The definition of the LCNN model itself as well as of some specific hyperparameters and ranges can be found in the LocalCnn class. In the code block below, we show its define_model() method. The architecture of our LCNN model starts with a LocallyConnected1D layer, for which the kernel_size and stride are optimized during hyperparameter search. This layer is followed by a BatchNormalization, Dropout, MaxPool and Flatten layer. This output is forwarded to n_layers of blocks, which include a Dense(), BatchNormalization() and Dropout layer. The last of these blocks is followed by a Dense output layer. The number of outputs in the first Dense layer is defined by a hyperparameter (n_initial_units_factor), that is multiplied with the number of inputs. Then, with each of the above-mentioned blocks, the number of outputs decreases by a percentage parameter perc_decrease. Further, we use Dropout for regularization and define the dropout rate as the hyperparameter p.
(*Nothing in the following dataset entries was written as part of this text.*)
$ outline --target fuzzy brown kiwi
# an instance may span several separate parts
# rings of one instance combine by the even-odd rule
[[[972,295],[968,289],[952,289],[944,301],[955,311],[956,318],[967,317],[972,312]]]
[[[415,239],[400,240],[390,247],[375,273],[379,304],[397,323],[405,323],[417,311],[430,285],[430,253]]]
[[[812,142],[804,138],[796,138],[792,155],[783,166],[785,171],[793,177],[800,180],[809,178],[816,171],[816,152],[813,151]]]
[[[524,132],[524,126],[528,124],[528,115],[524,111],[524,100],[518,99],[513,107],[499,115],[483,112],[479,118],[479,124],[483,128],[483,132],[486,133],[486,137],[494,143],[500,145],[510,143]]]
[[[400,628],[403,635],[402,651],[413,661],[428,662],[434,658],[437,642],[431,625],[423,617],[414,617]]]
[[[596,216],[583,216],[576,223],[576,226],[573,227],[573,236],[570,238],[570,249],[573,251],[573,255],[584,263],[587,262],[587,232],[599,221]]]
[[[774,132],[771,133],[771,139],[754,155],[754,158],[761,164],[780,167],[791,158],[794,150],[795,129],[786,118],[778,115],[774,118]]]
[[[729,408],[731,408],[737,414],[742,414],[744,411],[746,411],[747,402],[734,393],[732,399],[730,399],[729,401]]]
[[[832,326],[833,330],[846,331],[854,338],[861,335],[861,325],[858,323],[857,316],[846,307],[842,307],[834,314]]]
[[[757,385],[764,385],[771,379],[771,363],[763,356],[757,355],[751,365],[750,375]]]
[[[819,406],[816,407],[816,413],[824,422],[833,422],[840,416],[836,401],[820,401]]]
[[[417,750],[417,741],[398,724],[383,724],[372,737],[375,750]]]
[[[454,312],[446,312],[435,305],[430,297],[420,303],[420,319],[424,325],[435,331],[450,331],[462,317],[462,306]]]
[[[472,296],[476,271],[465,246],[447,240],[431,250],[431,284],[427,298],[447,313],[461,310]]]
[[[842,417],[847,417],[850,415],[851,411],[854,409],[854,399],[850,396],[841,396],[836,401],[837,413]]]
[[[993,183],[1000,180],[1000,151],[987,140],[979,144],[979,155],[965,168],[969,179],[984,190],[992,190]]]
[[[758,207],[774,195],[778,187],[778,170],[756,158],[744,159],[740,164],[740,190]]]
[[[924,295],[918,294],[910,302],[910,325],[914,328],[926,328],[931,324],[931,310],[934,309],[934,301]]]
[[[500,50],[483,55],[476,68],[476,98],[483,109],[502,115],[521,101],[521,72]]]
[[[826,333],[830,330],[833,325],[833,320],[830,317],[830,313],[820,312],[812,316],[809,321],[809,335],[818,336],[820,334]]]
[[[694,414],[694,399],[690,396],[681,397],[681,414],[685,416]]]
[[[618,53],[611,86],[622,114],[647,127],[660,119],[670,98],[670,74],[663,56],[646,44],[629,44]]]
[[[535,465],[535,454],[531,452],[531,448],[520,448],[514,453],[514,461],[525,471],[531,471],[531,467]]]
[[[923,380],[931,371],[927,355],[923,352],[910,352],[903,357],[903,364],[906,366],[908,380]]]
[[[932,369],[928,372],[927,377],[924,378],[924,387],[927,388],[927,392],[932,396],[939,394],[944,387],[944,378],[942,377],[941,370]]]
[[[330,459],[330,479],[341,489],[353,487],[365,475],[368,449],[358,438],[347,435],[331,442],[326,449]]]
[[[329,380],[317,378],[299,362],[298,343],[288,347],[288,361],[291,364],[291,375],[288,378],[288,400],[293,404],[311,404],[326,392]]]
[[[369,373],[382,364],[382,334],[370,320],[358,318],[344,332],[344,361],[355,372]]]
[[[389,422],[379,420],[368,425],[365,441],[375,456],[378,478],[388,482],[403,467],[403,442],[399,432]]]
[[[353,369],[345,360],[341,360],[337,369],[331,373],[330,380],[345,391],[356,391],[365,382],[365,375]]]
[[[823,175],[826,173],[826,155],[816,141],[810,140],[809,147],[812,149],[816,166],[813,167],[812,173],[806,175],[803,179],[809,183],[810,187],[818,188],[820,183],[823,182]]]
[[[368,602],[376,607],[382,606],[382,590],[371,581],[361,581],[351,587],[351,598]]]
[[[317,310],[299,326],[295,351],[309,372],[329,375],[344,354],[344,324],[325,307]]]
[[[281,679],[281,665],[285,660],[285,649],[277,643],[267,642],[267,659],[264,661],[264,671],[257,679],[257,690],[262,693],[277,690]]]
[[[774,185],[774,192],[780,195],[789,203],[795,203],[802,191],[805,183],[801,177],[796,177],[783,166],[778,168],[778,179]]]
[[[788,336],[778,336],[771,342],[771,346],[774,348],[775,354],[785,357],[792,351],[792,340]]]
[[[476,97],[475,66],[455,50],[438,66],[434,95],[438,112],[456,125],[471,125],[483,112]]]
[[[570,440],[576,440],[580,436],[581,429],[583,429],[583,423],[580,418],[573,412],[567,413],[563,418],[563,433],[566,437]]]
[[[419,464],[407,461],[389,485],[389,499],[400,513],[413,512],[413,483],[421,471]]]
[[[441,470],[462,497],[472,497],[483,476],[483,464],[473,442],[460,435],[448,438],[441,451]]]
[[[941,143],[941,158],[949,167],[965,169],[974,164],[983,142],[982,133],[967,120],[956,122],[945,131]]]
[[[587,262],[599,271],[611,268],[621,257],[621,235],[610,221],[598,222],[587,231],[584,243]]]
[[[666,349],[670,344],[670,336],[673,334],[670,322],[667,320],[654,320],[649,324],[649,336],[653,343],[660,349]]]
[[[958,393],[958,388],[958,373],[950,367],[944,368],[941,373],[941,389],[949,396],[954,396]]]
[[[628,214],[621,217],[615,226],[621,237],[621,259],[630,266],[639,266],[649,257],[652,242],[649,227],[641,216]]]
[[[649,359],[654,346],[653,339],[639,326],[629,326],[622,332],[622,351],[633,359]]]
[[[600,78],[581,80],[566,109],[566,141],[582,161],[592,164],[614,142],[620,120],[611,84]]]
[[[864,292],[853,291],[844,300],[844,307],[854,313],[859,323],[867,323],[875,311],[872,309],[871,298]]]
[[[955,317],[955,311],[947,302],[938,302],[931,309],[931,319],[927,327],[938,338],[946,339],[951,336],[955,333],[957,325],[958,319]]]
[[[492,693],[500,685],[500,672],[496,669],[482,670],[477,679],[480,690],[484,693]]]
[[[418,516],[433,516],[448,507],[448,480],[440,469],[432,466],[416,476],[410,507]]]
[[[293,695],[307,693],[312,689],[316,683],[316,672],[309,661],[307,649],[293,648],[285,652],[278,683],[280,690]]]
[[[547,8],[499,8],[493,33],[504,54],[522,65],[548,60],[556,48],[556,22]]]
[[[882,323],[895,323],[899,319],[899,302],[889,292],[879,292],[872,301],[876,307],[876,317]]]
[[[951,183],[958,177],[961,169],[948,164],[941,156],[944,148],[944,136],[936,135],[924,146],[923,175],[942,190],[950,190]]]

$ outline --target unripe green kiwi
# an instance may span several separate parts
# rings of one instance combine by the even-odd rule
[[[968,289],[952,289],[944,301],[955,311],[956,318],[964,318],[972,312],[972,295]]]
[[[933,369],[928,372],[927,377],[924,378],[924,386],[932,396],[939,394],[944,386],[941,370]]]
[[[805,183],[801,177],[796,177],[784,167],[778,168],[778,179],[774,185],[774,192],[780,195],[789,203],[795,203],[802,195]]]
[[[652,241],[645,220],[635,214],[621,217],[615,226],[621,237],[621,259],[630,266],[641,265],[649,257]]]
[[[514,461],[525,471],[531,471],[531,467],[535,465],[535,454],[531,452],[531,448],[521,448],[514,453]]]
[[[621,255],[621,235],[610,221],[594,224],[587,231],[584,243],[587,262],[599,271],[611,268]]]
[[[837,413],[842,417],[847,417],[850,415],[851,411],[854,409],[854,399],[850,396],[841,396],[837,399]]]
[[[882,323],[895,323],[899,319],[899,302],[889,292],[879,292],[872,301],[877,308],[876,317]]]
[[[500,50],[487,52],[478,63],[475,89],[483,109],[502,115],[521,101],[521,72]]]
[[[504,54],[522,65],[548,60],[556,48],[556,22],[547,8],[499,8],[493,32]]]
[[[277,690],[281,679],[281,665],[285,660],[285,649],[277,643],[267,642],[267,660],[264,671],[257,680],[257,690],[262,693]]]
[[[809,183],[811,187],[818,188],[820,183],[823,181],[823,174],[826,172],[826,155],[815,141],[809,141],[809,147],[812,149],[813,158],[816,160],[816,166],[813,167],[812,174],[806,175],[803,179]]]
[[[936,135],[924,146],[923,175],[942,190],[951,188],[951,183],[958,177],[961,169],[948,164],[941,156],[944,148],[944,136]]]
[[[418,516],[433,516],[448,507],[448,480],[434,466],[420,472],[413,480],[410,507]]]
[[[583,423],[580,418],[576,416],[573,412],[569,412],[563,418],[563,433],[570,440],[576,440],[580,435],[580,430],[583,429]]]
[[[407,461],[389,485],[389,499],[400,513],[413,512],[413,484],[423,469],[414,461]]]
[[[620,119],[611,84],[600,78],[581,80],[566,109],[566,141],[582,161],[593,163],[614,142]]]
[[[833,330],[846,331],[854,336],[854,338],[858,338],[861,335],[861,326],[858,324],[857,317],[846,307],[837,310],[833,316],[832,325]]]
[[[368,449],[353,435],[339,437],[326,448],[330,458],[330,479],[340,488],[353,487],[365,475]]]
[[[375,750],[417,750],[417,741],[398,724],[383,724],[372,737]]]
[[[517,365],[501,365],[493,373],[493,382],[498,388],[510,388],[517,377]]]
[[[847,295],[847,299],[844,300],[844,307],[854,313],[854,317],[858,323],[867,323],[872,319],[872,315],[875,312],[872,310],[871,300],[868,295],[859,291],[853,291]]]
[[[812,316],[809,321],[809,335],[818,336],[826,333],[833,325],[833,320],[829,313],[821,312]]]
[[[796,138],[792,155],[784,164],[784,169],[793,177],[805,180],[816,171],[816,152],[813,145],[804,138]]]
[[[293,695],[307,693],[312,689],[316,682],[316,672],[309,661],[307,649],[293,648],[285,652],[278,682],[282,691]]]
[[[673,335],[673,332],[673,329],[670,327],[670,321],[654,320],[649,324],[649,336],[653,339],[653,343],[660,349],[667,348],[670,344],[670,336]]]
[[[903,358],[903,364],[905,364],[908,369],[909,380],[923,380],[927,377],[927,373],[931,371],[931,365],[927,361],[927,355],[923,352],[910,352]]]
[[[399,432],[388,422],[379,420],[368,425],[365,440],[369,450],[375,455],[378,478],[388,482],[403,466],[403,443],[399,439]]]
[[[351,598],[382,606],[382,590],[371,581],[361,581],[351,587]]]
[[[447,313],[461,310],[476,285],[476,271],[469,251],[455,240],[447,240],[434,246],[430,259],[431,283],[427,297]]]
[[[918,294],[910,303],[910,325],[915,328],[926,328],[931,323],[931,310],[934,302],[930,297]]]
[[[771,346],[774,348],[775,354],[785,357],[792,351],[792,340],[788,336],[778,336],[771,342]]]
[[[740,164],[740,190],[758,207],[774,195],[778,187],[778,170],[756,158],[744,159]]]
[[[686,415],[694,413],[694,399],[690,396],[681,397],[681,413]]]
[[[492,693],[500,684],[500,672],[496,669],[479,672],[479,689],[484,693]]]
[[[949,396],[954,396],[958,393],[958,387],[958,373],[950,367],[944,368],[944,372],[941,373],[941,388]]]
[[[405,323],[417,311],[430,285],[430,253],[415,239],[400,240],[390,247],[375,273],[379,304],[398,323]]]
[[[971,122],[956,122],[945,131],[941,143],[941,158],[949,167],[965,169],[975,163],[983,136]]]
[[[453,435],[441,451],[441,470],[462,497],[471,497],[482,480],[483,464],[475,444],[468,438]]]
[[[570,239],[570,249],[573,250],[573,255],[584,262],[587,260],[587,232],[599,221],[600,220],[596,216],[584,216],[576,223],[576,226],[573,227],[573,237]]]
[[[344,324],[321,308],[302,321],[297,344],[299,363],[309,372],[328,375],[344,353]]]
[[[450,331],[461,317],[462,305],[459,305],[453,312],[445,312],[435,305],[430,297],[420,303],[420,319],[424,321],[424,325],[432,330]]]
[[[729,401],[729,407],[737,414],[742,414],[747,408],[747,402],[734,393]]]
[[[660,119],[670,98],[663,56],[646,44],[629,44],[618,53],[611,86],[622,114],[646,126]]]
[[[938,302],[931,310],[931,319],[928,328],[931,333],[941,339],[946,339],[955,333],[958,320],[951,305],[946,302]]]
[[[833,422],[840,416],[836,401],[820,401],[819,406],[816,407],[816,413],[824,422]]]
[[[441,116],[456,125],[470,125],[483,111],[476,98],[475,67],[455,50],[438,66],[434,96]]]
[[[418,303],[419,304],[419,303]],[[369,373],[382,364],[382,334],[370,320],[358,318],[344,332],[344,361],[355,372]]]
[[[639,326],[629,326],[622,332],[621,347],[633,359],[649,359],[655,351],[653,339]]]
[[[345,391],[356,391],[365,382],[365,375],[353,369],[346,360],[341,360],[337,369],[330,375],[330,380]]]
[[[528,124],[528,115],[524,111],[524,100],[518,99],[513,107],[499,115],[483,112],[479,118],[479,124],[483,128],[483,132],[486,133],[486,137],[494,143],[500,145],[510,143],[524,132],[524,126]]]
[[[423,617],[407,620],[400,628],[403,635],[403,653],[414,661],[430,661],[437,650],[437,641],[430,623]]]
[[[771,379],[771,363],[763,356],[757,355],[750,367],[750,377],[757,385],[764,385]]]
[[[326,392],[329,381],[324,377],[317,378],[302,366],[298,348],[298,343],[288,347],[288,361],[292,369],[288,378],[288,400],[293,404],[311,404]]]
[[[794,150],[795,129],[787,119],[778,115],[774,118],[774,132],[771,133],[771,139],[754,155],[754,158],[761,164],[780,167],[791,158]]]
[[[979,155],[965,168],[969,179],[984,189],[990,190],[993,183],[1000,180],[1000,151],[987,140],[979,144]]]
def define_model(self) -> tf.keras.Sequential:
    """
    Definition of a LocalCNN network.

    Architecture:

        - LocallyConnected1D, BatchNorm, Dropout, MaxPool1D, Flatten
        - N_LAYERS of (Dense + BatchNorm + Dropout)
        - Dense output layer

    Kernel size for LocallyConnectedLayer and max pooling layer may be fixed or optimized.
    Same applies for stride, number of units in the first dense layer and percentage decrease after each layer.
    """
    n_layers = self.suggest_hyperparam_to_optuna('n_layers')
    model = tf.keras.Sequential()
    act_function = tf.keras.layers.Activation(self.suggest_hyperparam_to_optuna('act_function'))
    l1_regularizer = None  # tf.keras.regularizers.L1(l1=self.suggest_hyperparam_to_optuna('l1_factor'))
    in_channels = self.width_onehot
    width = self.n_features
    model.add(tf.keras.Input(shape=(width, in_channels)))
    n_filters = 1
    kernel_size = int(2 ** self.suggest_hyperparam_to_optuna('kernel_size_exp'))
    stride = max(1, int(kernel_size * self.suggest_hyperparam_to_optuna('stride_perc_of_kernel_size')))
    model.add(tf.keras.layers.LocallyConnected1D(filters=n_filters, kernel_size=kernel_size,
                                                 strides=stride, activation=None,
                                                 kernel_regularizer=l1_regularizer))
    model.add(act_function)
    model.add(tf.keras.layers.BatchNormalization())
    p = self.suggest_hyperparam_to_optuna('dropout')
    model.add(tf.keras.layers.Dropout(rate=p, seed=42))
    kernel_size_max_pool = 2 ** 4  # self.suggest_hyperparam_to_optuna('maxpool_kernel_size_exp')
    model.add(tf.keras.layers.MaxPool1D(pool_size=kernel_size_max_pool))
    model.add(tf.keras.layers.Flatten())
    n_units = int(model.output_shape[1] * self.suggest_hyperparam_to_optuna('n_initial_units_factor'))
    perc_decrease = self.suggest_hyperparam_to_optuna('perc_decrease_per_layer')
    for layer in range(n_layers):
        model.add(tf.keras.layers.Dense(units=n_units, activation=None,
                                        kernel_regularizer=l1_regularizer))
        model.add(act_function)
        model.add(tf.keras.layers.BatchNormalization())
        model.add(tf.keras.layers.Dropout(rate=p))
        n_units = int(n_units * (1-perc_decrease))
    model.add(tf.keras.layers.Dense(units=self.n_outputs))
    return model

The implementations for 'classification' and 'regression' just differ by the units of the output layer (and loss function as you can see in the first code block). self.n_outputs is inherited from BaseModel, where it is set to 1 for regression (one continuous output) or to the number of different classes for classification.

References

Bishop, Christopher M. (2006). Pattern recognition and machine learning. New York, Springer.
Goodfellow, I., Bengio, Y.,, Courville, A. (2016). Deep Learning. MIT Press. Available at https://www.deeplearningbook.org/
Pook, T., Freudenthal, J.A., Korte, A., & Simianer, H. (2020). Using Local Convolutional Neural Networks for Genomic Prediction. Frontiers in Genetics, 11.